Some of the earliest magnetic storage was mechanically simple: magnetic drums.  
Nothing moving apart from the spinning media, and quite fast.  Fixed head 
("head per track") disk drives are a variation on that theme, DEC had some that 
were successful for a while.

I remember a concept for a very fast magnetic storage system that didn't become 
a product, as far as I know.  The scheme was to build a large array of heads, 
using IC-manufacturing type techniques, and mount that array in contact or 
near-contact with a flat rectangular magnetic plate.  The plate (or the heads) 

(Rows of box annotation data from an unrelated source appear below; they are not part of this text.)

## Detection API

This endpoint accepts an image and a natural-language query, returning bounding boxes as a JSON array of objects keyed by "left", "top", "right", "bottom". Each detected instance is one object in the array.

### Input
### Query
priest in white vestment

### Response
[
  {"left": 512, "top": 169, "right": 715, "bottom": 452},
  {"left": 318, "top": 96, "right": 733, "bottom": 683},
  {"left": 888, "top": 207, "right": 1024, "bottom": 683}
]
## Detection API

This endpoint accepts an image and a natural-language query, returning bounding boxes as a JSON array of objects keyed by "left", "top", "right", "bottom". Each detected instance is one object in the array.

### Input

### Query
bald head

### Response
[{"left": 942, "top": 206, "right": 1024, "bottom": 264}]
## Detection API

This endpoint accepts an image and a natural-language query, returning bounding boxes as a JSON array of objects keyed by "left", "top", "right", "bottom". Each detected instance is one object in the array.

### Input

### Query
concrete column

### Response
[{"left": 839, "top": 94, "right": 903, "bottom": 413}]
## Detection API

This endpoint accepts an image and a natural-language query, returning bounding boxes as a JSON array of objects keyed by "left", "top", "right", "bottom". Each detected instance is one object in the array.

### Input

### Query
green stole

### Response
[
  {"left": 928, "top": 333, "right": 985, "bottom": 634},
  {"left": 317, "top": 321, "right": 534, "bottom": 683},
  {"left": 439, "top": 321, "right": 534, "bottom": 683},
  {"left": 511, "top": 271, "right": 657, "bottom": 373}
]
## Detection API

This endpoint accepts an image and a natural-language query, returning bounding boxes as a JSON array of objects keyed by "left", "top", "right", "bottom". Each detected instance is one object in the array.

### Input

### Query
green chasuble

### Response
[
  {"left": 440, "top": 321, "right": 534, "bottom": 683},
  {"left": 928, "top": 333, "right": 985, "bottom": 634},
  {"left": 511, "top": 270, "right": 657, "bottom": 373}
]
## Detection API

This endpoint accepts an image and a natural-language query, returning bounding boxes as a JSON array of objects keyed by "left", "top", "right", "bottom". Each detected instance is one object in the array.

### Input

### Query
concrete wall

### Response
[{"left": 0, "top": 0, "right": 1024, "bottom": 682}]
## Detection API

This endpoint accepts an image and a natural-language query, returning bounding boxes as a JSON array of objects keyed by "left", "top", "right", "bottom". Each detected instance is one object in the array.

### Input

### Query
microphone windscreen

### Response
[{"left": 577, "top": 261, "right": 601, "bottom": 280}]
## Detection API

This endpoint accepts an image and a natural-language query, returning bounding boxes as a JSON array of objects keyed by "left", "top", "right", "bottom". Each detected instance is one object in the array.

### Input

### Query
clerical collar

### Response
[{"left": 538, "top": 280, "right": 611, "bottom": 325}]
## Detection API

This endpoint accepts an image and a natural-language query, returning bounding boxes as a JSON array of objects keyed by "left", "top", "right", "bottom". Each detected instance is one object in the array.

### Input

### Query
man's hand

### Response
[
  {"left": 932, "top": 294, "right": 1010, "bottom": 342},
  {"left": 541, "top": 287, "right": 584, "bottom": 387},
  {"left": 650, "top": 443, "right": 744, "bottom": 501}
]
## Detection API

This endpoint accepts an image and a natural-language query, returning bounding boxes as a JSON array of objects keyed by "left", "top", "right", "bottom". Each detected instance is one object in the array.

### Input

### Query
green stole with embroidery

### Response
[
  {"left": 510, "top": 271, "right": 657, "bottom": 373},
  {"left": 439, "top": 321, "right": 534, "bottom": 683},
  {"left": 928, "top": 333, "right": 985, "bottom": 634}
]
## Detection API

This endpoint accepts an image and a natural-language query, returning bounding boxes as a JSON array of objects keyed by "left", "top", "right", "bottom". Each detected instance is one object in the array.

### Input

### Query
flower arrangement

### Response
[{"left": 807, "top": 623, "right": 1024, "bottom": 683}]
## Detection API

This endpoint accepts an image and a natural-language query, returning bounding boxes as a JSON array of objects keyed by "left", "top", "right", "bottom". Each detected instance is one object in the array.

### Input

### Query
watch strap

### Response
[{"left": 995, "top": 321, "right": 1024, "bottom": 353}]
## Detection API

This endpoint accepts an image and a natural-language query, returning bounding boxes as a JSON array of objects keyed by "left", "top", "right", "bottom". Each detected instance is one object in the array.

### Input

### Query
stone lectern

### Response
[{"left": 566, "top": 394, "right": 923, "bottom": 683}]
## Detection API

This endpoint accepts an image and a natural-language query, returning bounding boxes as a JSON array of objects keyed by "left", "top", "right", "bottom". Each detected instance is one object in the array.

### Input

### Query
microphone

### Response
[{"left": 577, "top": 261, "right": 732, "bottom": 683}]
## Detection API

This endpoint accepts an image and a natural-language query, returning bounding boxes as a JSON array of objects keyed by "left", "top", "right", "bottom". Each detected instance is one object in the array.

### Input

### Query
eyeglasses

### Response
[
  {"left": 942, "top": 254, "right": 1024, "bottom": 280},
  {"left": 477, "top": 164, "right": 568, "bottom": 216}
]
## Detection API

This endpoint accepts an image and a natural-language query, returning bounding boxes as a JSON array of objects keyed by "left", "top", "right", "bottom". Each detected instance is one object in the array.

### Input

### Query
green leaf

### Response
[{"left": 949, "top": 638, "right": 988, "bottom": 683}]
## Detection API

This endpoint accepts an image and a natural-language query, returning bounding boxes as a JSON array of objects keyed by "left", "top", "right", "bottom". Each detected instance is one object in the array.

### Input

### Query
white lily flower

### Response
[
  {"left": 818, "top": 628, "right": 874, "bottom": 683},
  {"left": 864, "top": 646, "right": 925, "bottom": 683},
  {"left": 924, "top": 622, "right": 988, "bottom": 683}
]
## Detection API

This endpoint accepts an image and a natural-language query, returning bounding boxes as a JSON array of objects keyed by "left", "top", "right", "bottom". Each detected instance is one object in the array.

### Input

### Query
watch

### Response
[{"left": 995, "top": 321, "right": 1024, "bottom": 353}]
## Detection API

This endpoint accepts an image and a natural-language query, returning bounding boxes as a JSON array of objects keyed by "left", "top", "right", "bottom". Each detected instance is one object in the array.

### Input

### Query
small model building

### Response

could move a small amount in one direction.  The idea was "head per sector", 
with the mechanical motion scanning the sector across the head.  Given 
something like piezo-electric actuators it would have been quite fast.

There's a neat document in the CWI archives, a course on computer design from 
early 1948.  It has a section about memories, well before core memory was 
invented.  The schemes it describes are quite curious, including photographic 
memories, selectrons, and various other schemes.  Also drum memories, including 
the rather mythical notion of a drum spinning at 60,000 rpm.